Common Abuses in Mandatory Arbitrations
By Mitchell S. Ostwald
The Trial Lawyers for Public Justice ("TLPJ") recently submitted its public comments in response to the Federal Trade Commission ("FTC") and the Department of Commerce ("Department") notice on alternative dispute resolution for consumer transactions in the borderless online market place. The TLPJ's comments urged the FTC and the Department not to support, endorse or encourage the use of mandatory binding predispute arbitration for international online transactions, and suggested that if the use of ADR for online transaction is recommended, that they only encourage the use of ADR that is voluntary (not mandatory), non-binding and post dispute in nature.

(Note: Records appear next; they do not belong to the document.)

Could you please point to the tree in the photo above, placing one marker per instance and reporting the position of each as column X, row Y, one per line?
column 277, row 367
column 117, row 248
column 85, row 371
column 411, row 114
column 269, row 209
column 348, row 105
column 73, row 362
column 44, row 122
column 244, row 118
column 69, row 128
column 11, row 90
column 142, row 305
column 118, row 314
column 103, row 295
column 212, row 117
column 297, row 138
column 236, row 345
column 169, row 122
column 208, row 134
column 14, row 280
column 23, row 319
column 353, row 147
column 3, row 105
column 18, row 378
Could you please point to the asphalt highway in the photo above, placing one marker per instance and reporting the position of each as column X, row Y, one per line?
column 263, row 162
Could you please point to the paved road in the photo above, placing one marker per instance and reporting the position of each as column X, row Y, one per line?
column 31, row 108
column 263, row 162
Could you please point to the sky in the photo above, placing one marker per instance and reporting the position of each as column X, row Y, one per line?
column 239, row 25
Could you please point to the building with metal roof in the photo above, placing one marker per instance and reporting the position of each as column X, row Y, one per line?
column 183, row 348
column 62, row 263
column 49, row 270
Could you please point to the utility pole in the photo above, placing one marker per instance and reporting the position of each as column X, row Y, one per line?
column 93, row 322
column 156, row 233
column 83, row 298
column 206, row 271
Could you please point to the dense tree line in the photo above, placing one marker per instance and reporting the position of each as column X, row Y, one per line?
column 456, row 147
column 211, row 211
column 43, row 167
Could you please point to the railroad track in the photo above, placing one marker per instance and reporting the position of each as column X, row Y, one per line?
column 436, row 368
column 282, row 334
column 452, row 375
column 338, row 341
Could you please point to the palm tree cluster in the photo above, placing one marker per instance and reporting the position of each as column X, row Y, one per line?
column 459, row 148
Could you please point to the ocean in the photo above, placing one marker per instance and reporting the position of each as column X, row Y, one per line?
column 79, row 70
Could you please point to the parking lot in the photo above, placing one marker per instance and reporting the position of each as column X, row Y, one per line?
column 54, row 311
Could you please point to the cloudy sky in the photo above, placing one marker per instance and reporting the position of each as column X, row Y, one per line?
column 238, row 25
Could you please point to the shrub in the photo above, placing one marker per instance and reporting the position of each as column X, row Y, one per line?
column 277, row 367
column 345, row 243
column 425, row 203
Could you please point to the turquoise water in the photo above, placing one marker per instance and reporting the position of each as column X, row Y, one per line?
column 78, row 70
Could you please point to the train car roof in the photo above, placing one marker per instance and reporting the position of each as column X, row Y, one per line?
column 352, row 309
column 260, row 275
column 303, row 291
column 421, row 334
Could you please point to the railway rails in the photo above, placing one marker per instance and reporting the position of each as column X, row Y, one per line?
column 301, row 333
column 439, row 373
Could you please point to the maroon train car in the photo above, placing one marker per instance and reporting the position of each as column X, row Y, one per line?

In attempting to chronicle common abuses in mandatory arbitrations, the TLPJ discussed some of the most serious and prevalent problems:
Arbitration clauses often impose unreasonably large fees on consumers.
It is much more expensive to initiate an arbitration proceeding than to file a lawsuit through Superior Court and pay a nominal filing fee.
Arbitration clauses that require consumers to travel long distances to resolve their disputes. While the contracts are viewed as adhesion contracts, they require any dispute to go to a single location to resolve that dispute. That means consumers will be forced to arbitrate a claim which would cost more to travel then the dispute in question.
Loser pays provisions. Given that most individual consumer claims are relatively modest in size, the prospect of potentially paying enormous fees to a corporate defendant's high-priced law firm, is all to often enough to deter a consumer from going forward even with a strongest claim.
Arbitration clauses that shorten the statute of limitations.
Clauses that limit the remedies an arbitrator may provide, notwithstanding that a number of courts have refused to enforce clauses of this sort, the judicial reaction is not to deter this type of abuse.
Arbitrators often favor large corporate "repeat player" clients.
The TLPJ concluded that the FTC and the Department should vigorously work to avoid expanding the scope and prevalence of these abuses. As a general rule, the TLPJ supports ADR that is non-binding and truly voluntarily dispute forum. If consumers have a meaningful choice as to whether they will participate in an ADR system, then the persons providing ADR services will have an incentive to design a much fairer ADR system, and consumers will be giving an opportunity to correct their abuse and receive just treatment under the law.